THE Bangko Sentral ng Pilipinas (BSP) on Thursday increased its rates for the first time since the pandemic, as the country’s monetary authority tries to get a hold of the rising inflation expectations in the country.
At its meeting, BSP Governor Benjamin Diokno announced that the Monetary Board decided to raise the interest rate on the BSP’s overnight reverse repurchase facility by 25 basis points to 2.25 percent, effective Friday, May 20.
Accordingly, the interest rates on the overnight deposit and lending facilities were raised to 1.75 percent and 2.75 percent, respectively.
This is the first time that the BSP hiked its monetary policy rates since implementing an ultra accommodative monetary policy stance to keep the economy afloat during the pandemic. The move to raise rates also comes earlier than Diokno’s previous forward guidance of starting to hike monetary policy rates in the second half of this year.
“In deciding to raise the policy interest rate, the Monetary Board noted that the latest baseline forecasts have further shifted higher since the previous monetary policy meeting in March, indicating that elevated inflation pressures could persist over the policy horizon,” Diokno said.

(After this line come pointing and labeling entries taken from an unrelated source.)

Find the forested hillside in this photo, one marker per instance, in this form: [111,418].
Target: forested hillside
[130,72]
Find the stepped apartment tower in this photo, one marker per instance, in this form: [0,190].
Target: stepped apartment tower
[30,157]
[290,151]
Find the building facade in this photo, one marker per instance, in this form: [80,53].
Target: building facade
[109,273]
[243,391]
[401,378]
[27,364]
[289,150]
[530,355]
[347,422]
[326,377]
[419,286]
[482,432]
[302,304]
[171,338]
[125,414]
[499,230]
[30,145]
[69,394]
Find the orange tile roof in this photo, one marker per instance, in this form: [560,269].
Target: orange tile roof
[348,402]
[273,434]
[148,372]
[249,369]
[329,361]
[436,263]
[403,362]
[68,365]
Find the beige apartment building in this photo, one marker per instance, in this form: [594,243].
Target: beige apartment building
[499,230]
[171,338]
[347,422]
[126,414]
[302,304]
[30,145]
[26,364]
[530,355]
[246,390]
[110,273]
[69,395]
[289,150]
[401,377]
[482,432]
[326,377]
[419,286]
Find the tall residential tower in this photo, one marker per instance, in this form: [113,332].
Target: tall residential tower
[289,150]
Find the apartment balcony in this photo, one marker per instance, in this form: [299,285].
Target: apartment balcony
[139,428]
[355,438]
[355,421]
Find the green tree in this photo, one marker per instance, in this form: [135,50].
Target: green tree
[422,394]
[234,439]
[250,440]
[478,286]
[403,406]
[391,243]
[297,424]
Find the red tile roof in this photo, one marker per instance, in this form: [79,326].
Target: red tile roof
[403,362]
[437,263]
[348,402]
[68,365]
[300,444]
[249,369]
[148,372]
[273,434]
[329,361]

Latest forecasts from the BSP – which were also announced during the Thursday meeting—pointed to inflation hitting an average of 4.6 percent for this year, from the previous forecast of 4.3 percent. This is a higher deviation from the ceiling of the government’s target for the year of keeping inflation within the 2 to 4 percent band.
For next year, forecasted inflation is also near the ceiling of the 2 to 4 percent target band at 3.9 percent from the earlier forecast of 3.6 percent.
The adjustments, according to the BSP, were based on higher-than-expected inflation prints in recent months, volatility in global oil prices, higher than assumed minimum wage increase in the National Capital Region (NCR) and Region 6, and the stronger domestic growth outlook.
“The balance of risks to the inflation outlook now leans toward the upside for both 2022 and 2023, with upside pressures emanating from the potential impact of higher oil prices, including on transport fares, as well as the continued shortage in domestic pork and fish supply,” Diokno said.
BSP officials had also warned on Thursday that inflation could hit as high as 5 percent this year. Inflation is also expected to remain above 4 percent until the first quarter of next year.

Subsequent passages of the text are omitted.